Ultra-low carrier density superconducting bolometers with single photon sensitivity based on magic-angle twisted bilayer graphene

TL;DR

This paper demonstrates that magic-angle twisted bilayer graphene superconductors can detect single infrared photons due to their ultra-low carrier density, enabling highly sensitive quantum sensors and bolometers.

Contribution

It reveals the photon-induced destruction of superconductivity in MATBG and explores its potential for single photon detection and quantum sensing applications.

Findings

Single infrared photon absorption destroys superconductivity in MATBG.

Device can function as a single photon detector with Poissonian click statistics.

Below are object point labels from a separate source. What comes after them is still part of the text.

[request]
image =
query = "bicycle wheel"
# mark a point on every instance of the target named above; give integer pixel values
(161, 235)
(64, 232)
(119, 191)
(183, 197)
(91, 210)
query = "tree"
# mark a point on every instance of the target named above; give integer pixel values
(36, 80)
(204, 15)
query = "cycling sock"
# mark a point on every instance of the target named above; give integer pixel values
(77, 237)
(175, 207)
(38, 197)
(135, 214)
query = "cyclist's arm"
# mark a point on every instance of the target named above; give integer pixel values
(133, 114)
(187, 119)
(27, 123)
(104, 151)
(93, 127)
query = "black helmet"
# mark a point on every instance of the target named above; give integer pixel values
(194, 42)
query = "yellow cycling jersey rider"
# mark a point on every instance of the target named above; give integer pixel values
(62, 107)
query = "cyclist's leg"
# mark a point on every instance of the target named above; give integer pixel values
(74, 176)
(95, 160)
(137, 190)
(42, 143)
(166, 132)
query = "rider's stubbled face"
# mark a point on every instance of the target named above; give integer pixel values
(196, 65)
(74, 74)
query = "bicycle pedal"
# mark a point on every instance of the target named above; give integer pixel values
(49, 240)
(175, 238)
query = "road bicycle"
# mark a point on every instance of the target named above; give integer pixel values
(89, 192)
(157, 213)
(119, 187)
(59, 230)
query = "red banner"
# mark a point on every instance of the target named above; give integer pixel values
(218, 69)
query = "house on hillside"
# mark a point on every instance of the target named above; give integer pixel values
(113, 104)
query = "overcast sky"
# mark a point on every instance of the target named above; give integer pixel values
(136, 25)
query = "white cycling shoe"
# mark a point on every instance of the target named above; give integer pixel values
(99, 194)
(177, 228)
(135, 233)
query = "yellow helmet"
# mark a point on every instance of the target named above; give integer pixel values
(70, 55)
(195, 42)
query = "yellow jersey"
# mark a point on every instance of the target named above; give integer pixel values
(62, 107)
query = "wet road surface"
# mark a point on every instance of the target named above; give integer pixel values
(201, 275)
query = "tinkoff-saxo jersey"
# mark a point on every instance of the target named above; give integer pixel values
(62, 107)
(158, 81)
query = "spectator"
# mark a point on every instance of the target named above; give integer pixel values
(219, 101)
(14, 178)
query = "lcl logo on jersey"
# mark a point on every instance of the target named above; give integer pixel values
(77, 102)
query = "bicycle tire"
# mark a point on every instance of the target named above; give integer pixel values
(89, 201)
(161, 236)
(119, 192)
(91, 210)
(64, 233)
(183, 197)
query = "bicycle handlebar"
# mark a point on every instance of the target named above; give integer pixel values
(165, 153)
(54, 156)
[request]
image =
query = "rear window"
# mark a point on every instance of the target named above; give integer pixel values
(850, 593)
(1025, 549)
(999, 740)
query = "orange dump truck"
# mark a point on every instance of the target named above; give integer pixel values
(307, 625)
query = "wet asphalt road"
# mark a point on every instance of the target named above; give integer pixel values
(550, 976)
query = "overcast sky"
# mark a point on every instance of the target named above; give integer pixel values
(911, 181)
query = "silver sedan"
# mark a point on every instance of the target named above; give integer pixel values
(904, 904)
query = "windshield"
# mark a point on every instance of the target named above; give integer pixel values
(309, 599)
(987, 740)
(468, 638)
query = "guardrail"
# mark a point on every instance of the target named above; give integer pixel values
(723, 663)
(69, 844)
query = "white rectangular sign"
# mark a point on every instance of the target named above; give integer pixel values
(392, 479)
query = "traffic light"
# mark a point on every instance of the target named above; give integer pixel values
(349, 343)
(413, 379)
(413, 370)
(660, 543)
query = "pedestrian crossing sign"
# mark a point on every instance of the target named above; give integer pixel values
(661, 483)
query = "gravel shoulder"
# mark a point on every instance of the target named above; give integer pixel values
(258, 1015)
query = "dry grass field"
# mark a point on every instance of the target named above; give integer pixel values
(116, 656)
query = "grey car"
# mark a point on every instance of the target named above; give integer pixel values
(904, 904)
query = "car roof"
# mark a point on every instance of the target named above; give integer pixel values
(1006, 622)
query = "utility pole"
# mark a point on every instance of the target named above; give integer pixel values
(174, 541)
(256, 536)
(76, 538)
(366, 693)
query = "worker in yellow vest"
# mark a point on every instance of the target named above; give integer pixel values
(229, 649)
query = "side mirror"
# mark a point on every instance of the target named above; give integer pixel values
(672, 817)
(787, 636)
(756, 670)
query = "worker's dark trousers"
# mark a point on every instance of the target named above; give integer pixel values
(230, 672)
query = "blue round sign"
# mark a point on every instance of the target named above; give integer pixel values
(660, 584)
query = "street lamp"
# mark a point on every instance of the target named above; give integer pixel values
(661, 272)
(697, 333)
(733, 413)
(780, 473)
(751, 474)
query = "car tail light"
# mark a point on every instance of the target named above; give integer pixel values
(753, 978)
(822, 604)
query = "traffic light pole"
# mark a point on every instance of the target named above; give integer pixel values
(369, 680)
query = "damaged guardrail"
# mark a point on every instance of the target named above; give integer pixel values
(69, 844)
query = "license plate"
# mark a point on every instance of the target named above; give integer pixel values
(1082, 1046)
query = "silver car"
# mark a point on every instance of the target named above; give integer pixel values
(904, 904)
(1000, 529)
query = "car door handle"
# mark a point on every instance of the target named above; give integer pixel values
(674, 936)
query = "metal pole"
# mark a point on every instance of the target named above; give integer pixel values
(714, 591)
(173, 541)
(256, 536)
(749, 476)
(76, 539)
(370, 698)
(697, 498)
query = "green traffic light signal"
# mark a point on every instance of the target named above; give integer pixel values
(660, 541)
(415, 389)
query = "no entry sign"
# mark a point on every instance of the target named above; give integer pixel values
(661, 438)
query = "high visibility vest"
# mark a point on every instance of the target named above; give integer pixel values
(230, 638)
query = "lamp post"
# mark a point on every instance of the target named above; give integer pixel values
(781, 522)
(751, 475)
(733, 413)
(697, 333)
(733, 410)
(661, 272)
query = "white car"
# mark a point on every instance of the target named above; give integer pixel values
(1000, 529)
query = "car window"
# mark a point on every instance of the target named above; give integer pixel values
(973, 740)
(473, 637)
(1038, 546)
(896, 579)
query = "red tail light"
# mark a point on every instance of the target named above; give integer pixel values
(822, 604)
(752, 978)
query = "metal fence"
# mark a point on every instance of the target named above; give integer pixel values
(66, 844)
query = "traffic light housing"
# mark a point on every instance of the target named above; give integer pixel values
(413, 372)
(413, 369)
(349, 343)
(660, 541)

Ultra-low carrier density leads to record-breaking sensitivity for quantum sensing.

Abstract

The superconducting (SC) state of magic-angle twisted bilayer graphene (MATBG) shows exceptional properties, as it consists of an unprecedentedly small electron (hole) ensemble of only ~ 10 power 11 carriers per square centimeter, which is five orders of magnitude lower than in traditional superconductors. This results in an ultra-low electronic heat capacity and kinetic inductance of this truly two-dimensional SC, and provides record-breaking key parameters for a variety of quantum sensing applications, in particular in thermal sensing and single photon detection (SPD), which traditionally exploit thermal effects in nanostructured superconducting thin films. In this work, we systematically study the interaction of the superconducting state of MATBG with individual light quanta. We discover full destruction of the SC state upon absorption of a single infrared photon even in a 16 square micrometer sized device, which showcases its exceptional bolometric sensitivity. Upon voltage biasing close to its critical current, we further show that this non-optimized device can be used as a SPD, whose click-rate is proportional to the number of absorbed photons, following Poissonian statistics. Our work offers insights into the MATBG-photon interaction and shows up pathways to use low-carrier density graphene-based superconductors as a new platform for developing revolutionary new quantum devices and sensors.